Harnessing the Unknown in Advanced Meter Infrastructure Traffic
|Title||Harnessing the Unknown in Advanced Meter Infrastructure Traffic|
|Publication Type||Conference Paper|
|Year of Publication||2015|
|Authors||Tudor V, Almgren M, Papatriantafilou M|
|Conference Name||the ACM Symposium on Applied Computing (SAC 2015)|
|Conference Location||Salamanca, Spain|
The Advanced Metering Infrastructure (AMI), a key component for smart grids, is expanding with more installed devices. Due to security and privacy concerns, the communication between these devices is encrypted, making it more secure against malicious third parties but also obscuring the ability of the network owner to detect any misbehaving user or equipment.
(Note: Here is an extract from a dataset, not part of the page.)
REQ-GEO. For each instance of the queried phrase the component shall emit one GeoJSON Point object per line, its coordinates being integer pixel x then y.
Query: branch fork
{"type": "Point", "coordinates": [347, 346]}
We are investigating how to balance the need for confidentiality with the need to monitor the AMI. More specifically, we develop one important component for an AMI Intrusion Detection System (IDS), which can accurately determine the individual commands (but not their content) sent between AMI devices even when they are sent over an encrypted channel or in a protocol that the IDS cannot parse. We explain our methodology and propose features which summarize traffic characteristics. We conduct a feasibility study based on representative protocols in AMI and demonstrate the real utility of this IDScomponent. Our results are validated experimentally using two different datasets containing realistic traffic captured from two different AMI testbeds.